Snugglemonkey · 07/02/2024 09:02

greenacrylicpaint · 07/02/2024 07:00

what she did was cruel and she should be charged. yes. with child neglect or whatever that charge would be where she is.
but manslaughter?

she seems to have mental health problems as well. maybe her parents need to be charged as well then?

Her parents did not arm her and ignore that there were clear signs that a school shooting was possible, if not probable. And she is mot a minor.

BoohooWoohoo · 07/02/2024 09:03

Sounds like the conviction is fair considering her actions.
Thinking about the UK and knife crime, do parents ever get in trouble for knowing that their child carries a knife or supplying one knowingly? What if they bought a knife with money that you gave them ?

BoohooWoohoo · 07/02/2024 09:04

Is the killer likely to be getting mental health care in prison?

Snugglemonkey · 07/02/2024 09:06

Hereyoume · 07/02/2024 07:57

How was she supposed to forsee it?

Rediculous verdict.

Because he was drawing it. Because school flagged up the danger. This was not unforeseeable.

itsmyp4rty · 07/02/2024 09:06

Personally I don't think she should have been charged with manslaughter unless we're also charging the school for not checking that he had any weapons on him when they knew he was drawing 'disturbing' pictures or the gun shop for selling a gun to the father with a child present (although apparently children are welcome in gun shops even 3 year olds!) or the whole damn country for allowing deadly weapons to be sold out of shops in the first place.

I think what the parents should have been charged with was what they actually did which was buy a gun for a child (although I see now that buying a long gun for a child is actually legal in 30 states!) and for neglect for not addressing his MH issues. The child should have also been charged as a child as he was 15 when he committed the crime.

The parents are scapegoats here, if the US really wanted to stop this sort of thing happening they'd look at gun laws, not parents. By blaming the parents they move the focus away from what is really to blame.

exlawyer · 07/02/2024 09:09

Again the misconceptions are frustrating. This is not about child neglect.

This is a point of law that many people have been charged for. For example in the UK, there've been cases where a council house young adult gave someone aggressive in their gang/chav type circle a knife. When the person went on to murder someone, the 1st person was in some cases even liable for murder (not just involuntary manslaughter as in this case).

Simplifying it A LOT, elements to consider include chain of causation, intent (foreseeability = intent?), and if the 1st action was a crime (eg father buying son gun illegally), whether both actions can be grouped together as 1.

The exact charge is part of a long-running debate in UK common law but in ANY CASE, the parents would be in jail for something.

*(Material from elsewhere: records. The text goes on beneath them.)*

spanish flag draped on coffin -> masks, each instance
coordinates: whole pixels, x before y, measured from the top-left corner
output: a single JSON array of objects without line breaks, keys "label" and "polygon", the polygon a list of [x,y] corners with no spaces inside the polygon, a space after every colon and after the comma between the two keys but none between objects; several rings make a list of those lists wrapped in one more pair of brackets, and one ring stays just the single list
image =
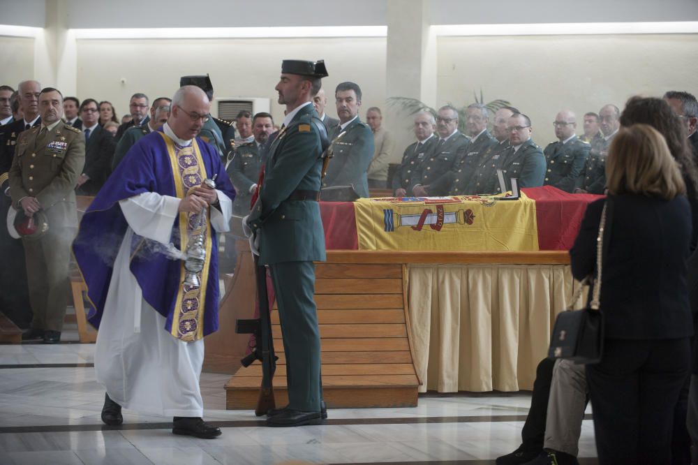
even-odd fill
[{"label": "spanish flag draped on coffin", "polygon": [[359,250],[538,250],[535,201],[499,196],[362,198]]}]

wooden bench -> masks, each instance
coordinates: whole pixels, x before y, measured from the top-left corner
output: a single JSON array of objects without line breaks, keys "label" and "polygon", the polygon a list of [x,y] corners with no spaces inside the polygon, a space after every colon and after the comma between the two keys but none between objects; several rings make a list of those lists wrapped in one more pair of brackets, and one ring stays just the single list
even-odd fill
[{"label": "wooden bench", "polygon": [[70,270],[70,290],[73,293],[73,305],[75,309],[75,321],[77,323],[77,336],[82,344],[97,340],[97,331],[87,323],[82,292],[87,290],[87,286],[82,279],[77,267]]},{"label": "wooden bench", "polygon": [[[410,342],[405,265],[320,263],[316,277],[327,406],[416,406],[419,383]],[[283,406],[288,402],[285,362],[276,307],[272,323],[279,357],[274,395]],[[227,408],[254,408],[260,382],[258,362],[239,369],[225,385]]]}]

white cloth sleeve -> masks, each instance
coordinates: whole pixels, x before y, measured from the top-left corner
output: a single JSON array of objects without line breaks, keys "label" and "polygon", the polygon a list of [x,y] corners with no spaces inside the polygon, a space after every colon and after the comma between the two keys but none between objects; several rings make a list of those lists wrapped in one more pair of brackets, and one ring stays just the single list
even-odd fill
[{"label": "white cloth sleeve", "polygon": [[119,200],[119,205],[136,234],[167,244],[177,217],[179,201],[176,197],[145,192]]},{"label": "white cloth sleeve", "polygon": [[[211,207],[211,226],[218,232],[228,232],[230,230],[232,200],[218,189],[216,189],[216,193],[218,198],[218,207]],[[221,209],[220,211],[218,208]]]}]

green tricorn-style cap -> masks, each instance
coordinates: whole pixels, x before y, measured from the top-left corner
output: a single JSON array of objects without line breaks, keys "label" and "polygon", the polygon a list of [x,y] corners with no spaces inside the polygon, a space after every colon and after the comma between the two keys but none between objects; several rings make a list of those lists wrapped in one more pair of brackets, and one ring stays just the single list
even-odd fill
[{"label": "green tricorn-style cap", "polygon": [[182,76],[179,78],[179,87],[184,86],[196,86],[205,92],[212,92],[214,90],[211,78],[207,74],[205,76]]},{"label": "green tricorn-style cap", "polygon": [[327,68],[325,67],[325,60],[283,60],[281,62],[281,73],[313,78],[327,78],[329,75],[327,74]]}]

quisensoucie · 07/02/2024 09:09

Blame the gun-fanatics who believe it is their inalienable right to bear arms
Sadly, it's always the ones with the least intelligence that shout the loudest

SpidersAreShitheads · 07/02/2024 09:11

greenacrylicpaint · 07/02/2024 07:00

what she did was cruel and she should be charged. yes. with child neglect or whatever that charge would be where she is.
but manslaughter?

she seems to have mental health problems as well. maybe her parents need to be charged as well then?

What do you think she should be charged with for illegally buying her underage and mentally unwell son a gun?

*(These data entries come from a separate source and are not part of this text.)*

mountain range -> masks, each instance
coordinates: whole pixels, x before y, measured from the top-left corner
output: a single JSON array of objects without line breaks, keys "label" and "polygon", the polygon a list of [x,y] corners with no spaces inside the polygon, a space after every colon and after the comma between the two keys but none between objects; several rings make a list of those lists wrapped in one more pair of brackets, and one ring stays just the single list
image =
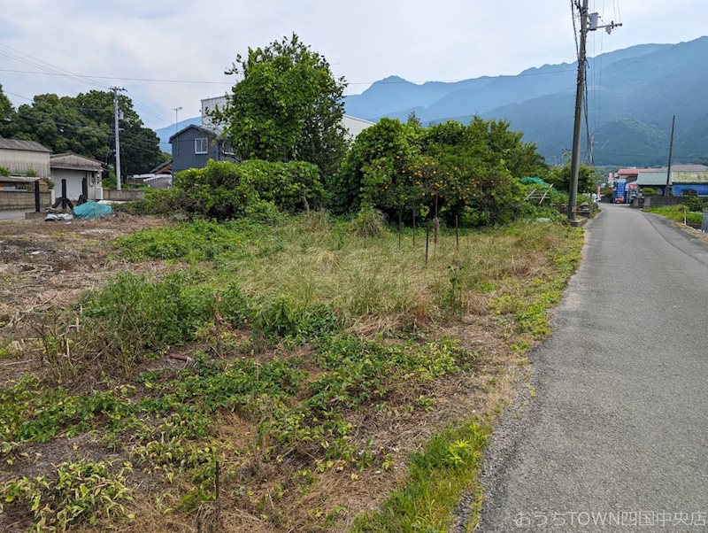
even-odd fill
[{"label": "mountain range", "polygon": [[[666,163],[672,115],[676,115],[674,162],[708,158],[708,37],[678,44],[640,44],[588,59],[588,126],[596,165]],[[376,121],[407,120],[415,112],[426,124],[475,114],[509,120],[535,143],[550,163],[567,157],[573,140],[577,63],[543,65],[516,75],[481,76],[454,82],[416,84],[398,76],[345,97],[346,112]],[[198,124],[186,119],[178,129]],[[160,148],[175,127],[156,130]]]},{"label": "mountain range", "polygon": [[[676,114],[674,161],[708,156],[708,37],[641,44],[588,60],[588,127],[596,165],[662,165]],[[397,76],[346,97],[350,115],[424,123],[478,114],[504,119],[535,143],[549,162],[567,156],[573,139],[577,63],[544,65],[512,76],[415,84]],[[583,152],[587,151],[583,139]],[[585,153],[584,153],[585,155]]]}]

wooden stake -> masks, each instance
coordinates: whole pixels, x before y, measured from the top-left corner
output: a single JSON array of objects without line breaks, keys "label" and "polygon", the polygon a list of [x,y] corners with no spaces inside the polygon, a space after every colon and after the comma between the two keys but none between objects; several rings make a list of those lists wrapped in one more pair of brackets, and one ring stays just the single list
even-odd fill
[{"label": "wooden stake", "polygon": [[426,268],[427,268],[427,251],[430,247],[430,221],[426,225]]},{"label": "wooden stake", "polygon": [[437,193],[435,193],[435,217],[433,219],[433,257],[437,257],[437,228],[440,221],[437,220]]},{"label": "wooden stake", "polygon": [[401,247],[401,236],[404,233],[403,209],[398,210],[398,248]]}]

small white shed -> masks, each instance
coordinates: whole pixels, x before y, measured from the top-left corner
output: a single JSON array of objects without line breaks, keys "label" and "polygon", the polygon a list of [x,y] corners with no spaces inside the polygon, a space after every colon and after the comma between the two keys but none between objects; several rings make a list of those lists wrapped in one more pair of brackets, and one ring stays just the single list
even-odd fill
[{"label": "small white shed", "polygon": [[101,172],[104,167],[100,161],[69,151],[50,156],[50,166],[58,198],[62,195],[64,180],[66,181],[66,197],[73,203],[78,201],[82,194],[87,200],[104,198],[104,188],[101,182]]}]

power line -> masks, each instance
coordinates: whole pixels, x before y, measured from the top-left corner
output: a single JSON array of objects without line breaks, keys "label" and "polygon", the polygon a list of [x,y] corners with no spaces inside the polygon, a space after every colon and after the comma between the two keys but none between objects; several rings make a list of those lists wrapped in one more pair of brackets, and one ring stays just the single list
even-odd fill
[{"label": "power line", "polygon": [[[50,73],[50,72],[37,72],[37,71],[31,71],[31,70],[16,70],[16,69],[6,69],[6,68],[0,68],[0,72],[4,73],[23,73],[23,74],[44,74],[44,75],[54,75],[54,76],[65,76],[71,77],[71,74],[63,73]],[[554,70],[550,72],[536,72],[536,73],[519,73],[518,74],[499,74],[498,76],[492,76],[492,78],[516,78],[519,76],[547,76],[547,75],[554,75],[559,74],[563,73],[571,73],[575,72],[573,68],[566,68],[561,70]],[[83,74],[80,74],[81,77],[87,77]],[[158,79],[158,78],[130,78],[130,77],[124,77],[124,76],[98,76],[98,75],[90,75],[90,79],[96,79],[96,80],[115,80],[119,81],[154,81],[158,83],[194,83],[194,84],[211,84],[211,85],[234,85],[235,81],[207,81],[207,80],[172,80],[172,79]],[[420,83],[429,83],[429,82],[442,82],[442,83],[452,83],[455,81],[466,81],[467,80],[473,80],[475,78],[450,78],[447,80],[428,80],[425,81],[420,81]],[[403,81],[385,81],[383,80],[377,80],[375,81],[347,81],[347,85],[373,85],[373,83],[381,84],[381,85],[396,85],[400,83],[415,83],[414,81],[411,81],[409,80],[403,80]]]},{"label": "power line", "polygon": [[2,54],[3,56],[10,58],[14,61],[18,61],[25,65],[29,65],[30,66],[34,66],[35,68],[39,68],[40,70],[44,71],[45,73],[53,75],[62,75],[81,81],[82,83],[88,83],[88,85],[98,85],[99,87],[105,87],[105,88],[108,87],[107,85],[105,85],[101,81],[97,81],[96,80],[91,79],[89,76],[76,74],[68,70],[58,67],[56,65],[52,65],[51,63],[42,61],[42,59],[35,58],[34,56],[30,56],[29,54],[26,54],[25,52],[15,50],[14,48],[8,46],[7,44],[0,43],[0,47],[4,48],[6,50],[10,50],[9,52],[5,50],[0,50],[0,54]]}]

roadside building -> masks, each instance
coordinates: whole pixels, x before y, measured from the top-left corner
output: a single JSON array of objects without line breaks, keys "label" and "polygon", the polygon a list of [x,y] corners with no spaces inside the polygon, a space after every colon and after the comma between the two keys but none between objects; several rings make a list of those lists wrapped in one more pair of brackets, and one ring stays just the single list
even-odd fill
[{"label": "roadside building", "polygon": [[12,176],[49,178],[50,151],[35,141],[0,138],[0,166]]},{"label": "roadside building", "polygon": [[653,189],[658,194],[663,195],[664,189],[666,188],[666,170],[662,172],[655,168],[650,172],[643,172],[637,177],[636,184],[640,192],[643,189]]},{"label": "roadside building", "polygon": [[74,205],[79,197],[83,197],[85,200],[104,198],[101,181],[104,166],[100,161],[67,151],[51,155],[50,166],[57,197],[61,197],[65,182],[66,198]]},{"label": "roadside building", "polygon": [[172,144],[172,173],[188,168],[204,168],[210,159],[235,161],[234,151],[213,129],[194,124],[170,137]]},{"label": "roadside building", "polygon": [[[35,207],[35,188],[39,188],[40,208],[49,207],[51,193],[42,178],[49,178],[50,151],[35,141],[0,138],[0,211]],[[0,174],[5,174],[4,172]]]},{"label": "roadside building", "polygon": [[[652,168],[642,172],[637,178],[639,189],[651,188],[664,194],[668,167]],[[668,175],[671,194],[681,196],[708,196],[708,166],[704,165],[673,165]]]},{"label": "roadside building", "polygon": [[347,128],[348,136],[352,141],[367,127],[373,126],[375,122],[359,119],[358,117],[352,117],[351,115],[344,115],[342,117],[342,125]]}]

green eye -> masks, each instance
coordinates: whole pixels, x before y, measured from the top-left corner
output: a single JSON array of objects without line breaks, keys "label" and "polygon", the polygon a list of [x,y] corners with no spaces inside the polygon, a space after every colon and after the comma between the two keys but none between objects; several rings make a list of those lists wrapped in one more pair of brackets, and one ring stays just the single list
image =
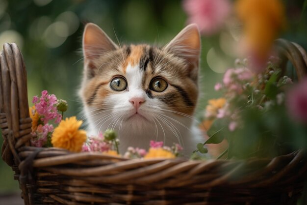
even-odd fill
[{"label": "green eye", "polygon": [[124,78],[117,77],[111,81],[110,86],[114,90],[123,91],[127,88],[127,82]]},{"label": "green eye", "polygon": [[150,83],[150,88],[156,92],[163,91],[167,88],[167,83],[162,78],[155,78]]}]

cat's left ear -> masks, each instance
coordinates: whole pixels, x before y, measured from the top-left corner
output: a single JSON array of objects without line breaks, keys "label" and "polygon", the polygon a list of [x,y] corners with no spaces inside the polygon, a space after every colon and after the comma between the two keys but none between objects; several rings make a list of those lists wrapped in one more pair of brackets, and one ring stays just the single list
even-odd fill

Bearing in mind that without her buying him the gun, he wouldn't have been able to kill those other children.

That doesn't fall under neglect.

What do you think would be an appropriate charge if not manslaughter? Accessory to murder?

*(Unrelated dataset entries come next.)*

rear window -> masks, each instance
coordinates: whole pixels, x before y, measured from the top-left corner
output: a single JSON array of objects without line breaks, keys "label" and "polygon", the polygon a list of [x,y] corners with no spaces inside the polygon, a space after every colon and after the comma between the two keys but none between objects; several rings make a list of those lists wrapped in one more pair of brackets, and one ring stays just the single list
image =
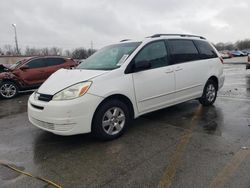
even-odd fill
[{"label": "rear window", "polygon": [[192,40],[168,40],[172,64],[194,61],[199,59],[199,53]]},{"label": "rear window", "polygon": [[63,58],[46,58],[45,59],[47,66],[55,66],[55,65],[61,65],[64,63]]},{"label": "rear window", "polygon": [[206,41],[194,41],[197,46],[201,59],[210,59],[218,57],[212,46]]}]

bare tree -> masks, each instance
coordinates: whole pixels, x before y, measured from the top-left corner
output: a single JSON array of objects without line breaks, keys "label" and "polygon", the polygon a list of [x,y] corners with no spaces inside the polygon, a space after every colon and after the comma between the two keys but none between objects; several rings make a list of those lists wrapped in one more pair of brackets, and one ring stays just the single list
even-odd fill
[{"label": "bare tree", "polygon": [[14,54],[16,54],[15,49],[10,44],[4,45],[4,50],[5,50],[6,55],[14,55]]}]

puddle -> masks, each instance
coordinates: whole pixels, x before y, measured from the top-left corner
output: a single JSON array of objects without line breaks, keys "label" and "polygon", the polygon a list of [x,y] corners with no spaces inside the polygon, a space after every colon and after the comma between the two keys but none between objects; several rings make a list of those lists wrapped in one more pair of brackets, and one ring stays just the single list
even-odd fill
[{"label": "puddle", "polygon": [[[25,168],[22,167],[22,166],[16,166],[16,165],[12,165],[10,164],[11,166],[13,166],[14,168],[17,168],[19,170],[24,170]],[[0,165],[0,179],[2,180],[13,180],[15,178],[17,178],[18,176],[20,176],[21,174],[10,169],[10,168],[7,168],[5,166],[2,166]]]},{"label": "puddle", "polygon": [[211,121],[208,124],[204,125],[204,131],[208,134],[214,134],[218,127],[218,124],[215,121]]}]

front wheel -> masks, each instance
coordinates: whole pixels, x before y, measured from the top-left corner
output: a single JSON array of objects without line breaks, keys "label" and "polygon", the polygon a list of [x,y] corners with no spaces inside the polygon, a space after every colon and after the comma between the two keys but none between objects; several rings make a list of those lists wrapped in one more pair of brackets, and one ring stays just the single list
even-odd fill
[{"label": "front wheel", "polygon": [[14,82],[3,81],[0,84],[0,97],[5,99],[14,98],[18,94],[18,87]]},{"label": "front wheel", "polygon": [[92,122],[92,134],[100,140],[113,140],[121,136],[130,122],[126,104],[111,99],[98,107]]},{"label": "front wheel", "polygon": [[210,106],[212,105],[217,97],[217,85],[213,80],[208,80],[201,98],[199,98],[200,103],[203,106]]}]

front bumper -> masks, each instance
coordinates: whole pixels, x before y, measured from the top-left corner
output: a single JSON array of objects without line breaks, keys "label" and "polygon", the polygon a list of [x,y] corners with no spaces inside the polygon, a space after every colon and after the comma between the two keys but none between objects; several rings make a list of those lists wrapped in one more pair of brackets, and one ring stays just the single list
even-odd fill
[{"label": "front bumper", "polygon": [[58,135],[88,133],[91,132],[95,110],[102,100],[102,97],[85,94],[73,100],[43,102],[35,100],[33,93],[28,101],[29,121]]}]

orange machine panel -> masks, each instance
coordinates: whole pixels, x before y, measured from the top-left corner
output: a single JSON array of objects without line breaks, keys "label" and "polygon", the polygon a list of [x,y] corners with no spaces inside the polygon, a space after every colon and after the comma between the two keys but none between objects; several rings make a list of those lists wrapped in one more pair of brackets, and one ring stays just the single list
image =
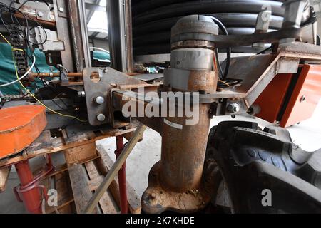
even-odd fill
[{"label": "orange machine panel", "polygon": [[254,103],[261,109],[257,117],[272,123],[279,121],[283,128],[312,117],[321,98],[321,66],[300,67],[297,78],[292,74],[274,78]]},{"label": "orange machine panel", "polygon": [[0,158],[19,152],[46,125],[45,108],[24,105],[0,109]]},{"label": "orange machine panel", "polygon": [[287,128],[312,117],[321,98],[321,66],[304,65],[280,122]]},{"label": "orange machine panel", "polygon": [[292,76],[280,73],[273,78],[254,103],[261,109],[257,117],[273,123],[277,120]]}]

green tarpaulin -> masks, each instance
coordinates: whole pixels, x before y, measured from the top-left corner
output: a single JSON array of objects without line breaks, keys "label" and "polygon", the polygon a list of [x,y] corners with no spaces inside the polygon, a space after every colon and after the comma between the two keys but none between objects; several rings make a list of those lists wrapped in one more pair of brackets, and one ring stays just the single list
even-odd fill
[{"label": "green tarpaulin", "polygon": [[[50,71],[58,72],[54,67],[51,67],[46,62],[46,57],[43,52],[36,49],[34,53],[36,57],[36,65],[41,73],[48,73]],[[101,61],[109,61],[110,55],[103,51],[94,51],[93,58]],[[29,61],[29,66],[31,65]],[[32,72],[36,73],[36,70],[32,69]],[[12,51],[11,46],[5,43],[0,43],[0,85],[4,84],[16,79],[14,70],[14,61],[12,59]],[[37,86],[41,86],[42,83],[38,80]],[[23,88],[20,86],[19,82],[8,86],[0,87],[0,91],[4,94],[24,94]]]}]

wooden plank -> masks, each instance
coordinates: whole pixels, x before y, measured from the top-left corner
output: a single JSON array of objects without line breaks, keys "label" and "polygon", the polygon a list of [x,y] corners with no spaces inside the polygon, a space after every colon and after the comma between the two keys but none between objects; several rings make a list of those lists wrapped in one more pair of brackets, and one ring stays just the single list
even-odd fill
[{"label": "wooden plank", "polygon": [[[69,167],[69,177],[75,200],[77,213],[83,213],[88,202],[92,197],[91,191],[88,187],[87,174],[83,165],[75,165]],[[96,213],[97,210],[94,210]]]},{"label": "wooden plank", "polygon": [[26,159],[31,159],[39,155],[45,154],[51,154],[68,149],[71,149],[76,147],[84,145],[96,141],[113,136],[121,135],[126,133],[130,133],[135,130],[136,128],[122,130],[122,129],[112,129],[110,130],[103,131],[103,134],[93,138],[83,138],[79,141],[79,137],[75,137],[69,139],[70,142],[66,144],[61,137],[52,138],[49,142],[37,143],[36,145],[31,144],[27,149],[26,149],[24,155],[19,154],[11,157],[6,157],[0,160],[0,167],[8,166],[9,165],[25,160]]},{"label": "wooden plank", "polygon": [[2,192],[6,190],[6,185],[8,181],[10,170],[11,167],[6,167],[0,169],[0,192]]},{"label": "wooden plank", "polygon": [[[97,146],[97,150],[98,154],[101,155],[101,158],[107,168],[107,172],[109,170],[113,165],[113,162],[111,158],[109,157],[107,151],[106,151],[105,148],[103,148],[101,145]],[[115,199],[119,197],[119,185],[118,185],[118,175],[115,177],[114,181],[116,183],[116,189],[117,192],[113,192],[113,196]],[[92,183],[93,184],[93,183]],[[137,195],[135,190],[131,186],[128,182],[126,182],[127,185],[127,200],[128,201],[128,208],[132,214],[141,214],[141,199]],[[113,192],[111,190],[113,193]],[[118,197],[117,197],[118,195]]]},{"label": "wooden plank", "polygon": [[91,142],[64,151],[66,162],[68,165],[80,164],[97,157],[96,143]]},{"label": "wooden plank", "polygon": [[[89,175],[89,178],[91,180],[93,180],[93,179],[95,179],[95,178],[99,177],[99,173],[97,171],[97,169],[96,168],[95,165],[93,164],[93,161],[86,162],[85,164],[85,166],[87,170],[88,174]],[[89,182],[88,182],[88,186],[89,186]],[[106,192],[103,194],[101,200],[99,200],[99,205],[101,206],[101,209],[104,214],[117,214],[117,210],[116,209],[115,207],[113,205],[113,202],[107,192]]]}]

HiItsMeImTheProblemItsMe · 07/02/2024 09:11

OP, out of curiosity, do you agree with the charge of corporate manslaughter in the case of business owners who have been found guilty of very bad practice that has led to the death of a person? While this case is obviously very different of course, it's similar in a way that the parents foreseeable actions and lack of duty of care have led to their child killing 4 others.